Emily J. Peters

Curator of Prints and Drawings

Emily Peters brings more than a decade of museum experience to the Cleveland Museum of Art. From 2005 until 2017 she was assistant curator, then associate curator of prints, drawings, and photographs at the Museum of Art, Rhode Island School of Design in Providence. She has organized more than fifteen exhibitions reflecting a variety of interests from Old Master prints to British and American watercolors. Notable projects include The Brilliant Line: Following the Early Modern Engraver, 1480–1650 (2010), The Festive City (2012), and Landscape and Leisure: 19th-century American Drawings (2015).

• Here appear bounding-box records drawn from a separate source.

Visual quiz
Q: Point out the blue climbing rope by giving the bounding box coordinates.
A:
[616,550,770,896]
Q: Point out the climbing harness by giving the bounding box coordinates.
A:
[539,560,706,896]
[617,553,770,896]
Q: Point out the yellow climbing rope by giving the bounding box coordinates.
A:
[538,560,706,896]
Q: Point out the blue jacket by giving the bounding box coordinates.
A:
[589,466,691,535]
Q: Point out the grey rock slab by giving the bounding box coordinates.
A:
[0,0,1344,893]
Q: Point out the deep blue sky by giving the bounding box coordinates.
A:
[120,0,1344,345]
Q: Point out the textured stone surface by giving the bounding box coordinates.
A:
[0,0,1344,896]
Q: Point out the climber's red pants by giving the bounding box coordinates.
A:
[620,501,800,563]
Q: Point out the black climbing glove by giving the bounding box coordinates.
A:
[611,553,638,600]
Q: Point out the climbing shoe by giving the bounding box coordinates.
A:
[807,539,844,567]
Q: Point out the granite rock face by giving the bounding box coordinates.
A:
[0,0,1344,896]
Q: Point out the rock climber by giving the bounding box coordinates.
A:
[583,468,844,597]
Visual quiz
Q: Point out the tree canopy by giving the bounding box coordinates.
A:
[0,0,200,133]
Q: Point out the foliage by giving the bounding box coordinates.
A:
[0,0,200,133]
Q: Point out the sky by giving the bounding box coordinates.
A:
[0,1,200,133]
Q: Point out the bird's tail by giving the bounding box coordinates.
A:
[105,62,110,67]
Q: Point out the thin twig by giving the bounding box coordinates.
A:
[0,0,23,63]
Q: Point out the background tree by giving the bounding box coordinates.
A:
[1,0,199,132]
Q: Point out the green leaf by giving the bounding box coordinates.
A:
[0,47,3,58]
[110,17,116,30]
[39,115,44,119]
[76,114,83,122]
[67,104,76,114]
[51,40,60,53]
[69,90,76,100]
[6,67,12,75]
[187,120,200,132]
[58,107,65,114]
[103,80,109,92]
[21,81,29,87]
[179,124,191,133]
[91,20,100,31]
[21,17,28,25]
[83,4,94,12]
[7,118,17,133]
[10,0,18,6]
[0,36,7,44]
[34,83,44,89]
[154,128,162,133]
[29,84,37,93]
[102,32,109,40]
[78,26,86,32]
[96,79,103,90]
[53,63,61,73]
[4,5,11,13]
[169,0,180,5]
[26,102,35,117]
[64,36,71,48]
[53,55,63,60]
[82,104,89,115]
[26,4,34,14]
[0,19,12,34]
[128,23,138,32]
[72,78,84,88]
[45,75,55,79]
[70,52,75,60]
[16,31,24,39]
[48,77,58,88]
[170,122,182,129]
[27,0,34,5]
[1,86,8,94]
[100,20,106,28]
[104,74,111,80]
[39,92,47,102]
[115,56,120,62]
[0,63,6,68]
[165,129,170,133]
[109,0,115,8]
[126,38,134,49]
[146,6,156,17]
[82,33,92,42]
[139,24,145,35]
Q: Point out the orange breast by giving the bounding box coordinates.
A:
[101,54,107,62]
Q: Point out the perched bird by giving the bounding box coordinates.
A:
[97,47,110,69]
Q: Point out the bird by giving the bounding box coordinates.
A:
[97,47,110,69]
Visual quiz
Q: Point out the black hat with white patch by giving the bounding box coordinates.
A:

Her catalogue for The Brilliant Line received a first-place award from the New England Museum Association, and her catalogue essay, “Systems and Swells: The Collective Lineage of Engraved Lines,” was deemed runner-up for essay of the year by the Association of Art Museum Curators. 

Peters’s publications investigate works on paper made by European artists of the early-modern period, including articles on Jan Gossaert, Diana Mantuana, and Rembrandt van Rijn, as well as the relationships between printed images and public spectacle in the 16th century. Recent articles include “Processional Print Series in Antwerp during the Dutch Revolt” (2015) and “Treasures from the Vault: Leaf e from the Biblia Pauperum, ca. 1460s” (2013). 

In addition to her curatorial work, Peters has extensive teaching experience. While at the RISD Museum, she worked closely with professors and students at both the Rhode Island School of Design and Brown University, collaborating with professors on exhibitions and publications. Peters has also taught art history at Rhode Island College and the University of California, Santa Barbara.

Peters holds an MA and PhD in art history from the University of California, Santa Barbara, and a BA in art history from the University of Michigan. She held a Jane and Morgan Whitney Fellowship in the department of drawings and prints at the Metropolitan Museum of Art in 2004–5, and was the recipient of a Fulbright fellowship to Belgium for research on her dissertation investigating 16th-century printmaking circles in Antwerp.